Не станем говорить о том, как часто за последние годы, на глазах капитана была поругана и оскорблена эта вера. И все-таки в нем, несмотря ни на что, она теплилась, а с нею вместе теплилась и та большая, согревающая душу, помогающая прощать и переносить страдания, любовь, ради которой стоило бороться и терпеть.
И капитан терпел, искренно веруя в закон возмездия и в справедливость, не людскую, не человеческую, но высшую, которая рано или поздно воздаст людям по делам их.
Странный был, совсем несовременный капитан Сергей Иванович.
II
После последнего ранения в грудь, капитан долго болел, и, наконец, в Москве какой-то знаменитый хирург сделал ему операцию, и капитан стал поправляться. Вместе с физическими силами опять окрепла и его душа, и вера, и любовь, теперь направленная целиком в одну далекую и милую живую точечку.
Где-то далеко, в Сибири, жила его семья: старушка-мать, вдовая попадья, жена, такая же, как он, серенькая маленькая тихая учительница в загородной школе и гимназистик-сын, 12-летний Коля, каким-то чудом уцелевший от скарлатины, унесшей четверых детей у капитана.
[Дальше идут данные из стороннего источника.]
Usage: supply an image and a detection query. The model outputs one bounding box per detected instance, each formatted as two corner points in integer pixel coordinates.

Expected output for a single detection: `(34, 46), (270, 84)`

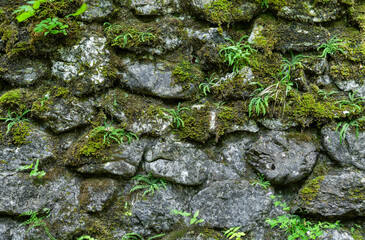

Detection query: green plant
(161, 103), (189, 128)
(223, 227), (246, 240)
(171, 209), (204, 225)
(219, 35), (257, 73)
(266, 195), (340, 240)
(66, 3), (88, 17)
(90, 121), (139, 144)
(251, 173), (270, 189)
(335, 91), (365, 112)
(317, 36), (345, 58)
(0, 109), (31, 134)
(19, 208), (56, 240)
(16, 159), (46, 178)
(336, 116), (365, 143)
(317, 90), (338, 99)
(199, 73), (218, 96)
(77, 235), (97, 240)
(122, 233), (165, 240)
(13, 0), (51, 22)
(130, 173), (166, 196)
(34, 18), (68, 36)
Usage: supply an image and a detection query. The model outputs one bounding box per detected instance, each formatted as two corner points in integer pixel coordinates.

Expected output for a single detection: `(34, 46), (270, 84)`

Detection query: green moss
(299, 176), (324, 202)
(177, 106), (210, 142)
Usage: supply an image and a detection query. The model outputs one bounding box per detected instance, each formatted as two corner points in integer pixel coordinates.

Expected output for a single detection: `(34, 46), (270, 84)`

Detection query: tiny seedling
(161, 103), (189, 128)
(251, 173), (270, 189)
(16, 159), (46, 178)
(19, 208), (56, 240)
(223, 227), (246, 240)
(130, 173), (166, 196)
(171, 209), (204, 225)
(0, 109), (31, 134)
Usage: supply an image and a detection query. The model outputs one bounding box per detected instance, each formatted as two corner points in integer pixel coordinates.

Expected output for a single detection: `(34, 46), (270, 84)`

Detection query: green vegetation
(16, 159), (46, 178)
(0, 109), (31, 134)
(90, 121), (139, 145)
(251, 173), (270, 189)
(171, 209), (204, 225)
(223, 227), (246, 240)
(219, 35), (257, 73)
(130, 173), (166, 196)
(161, 103), (190, 128)
(19, 208), (56, 240)
(34, 18), (68, 36)
(266, 195), (340, 240)
(317, 36), (345, 58)
(122, 233), (165, 240)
В одно яркое московское утро капитан, расхаживая по палате лазарета, вдруг остановился у окна и радостно подумал:
— Позову-ка я сюда их!.. Покажу Москву, Бог даст, скоро совсем поправлюсь!..
И вот помолодел, заволновался, посвежел Сергей Иванович.
По телеграфу послал денег, категорически требуя приезда сына и жены, и через неделю получил ответ: ‘Обрадованы, выезжаем’, а через другую — выписался сам, снял нумер в недорогой гостинице и стал ждать гостей.
Радостно было капитану и тревожно.
‘Как-то они приедут за шесть тысяч верст? Не случилось бы крушение… Ведь сын-то единственный, невиданный два года, гимназистом стал!’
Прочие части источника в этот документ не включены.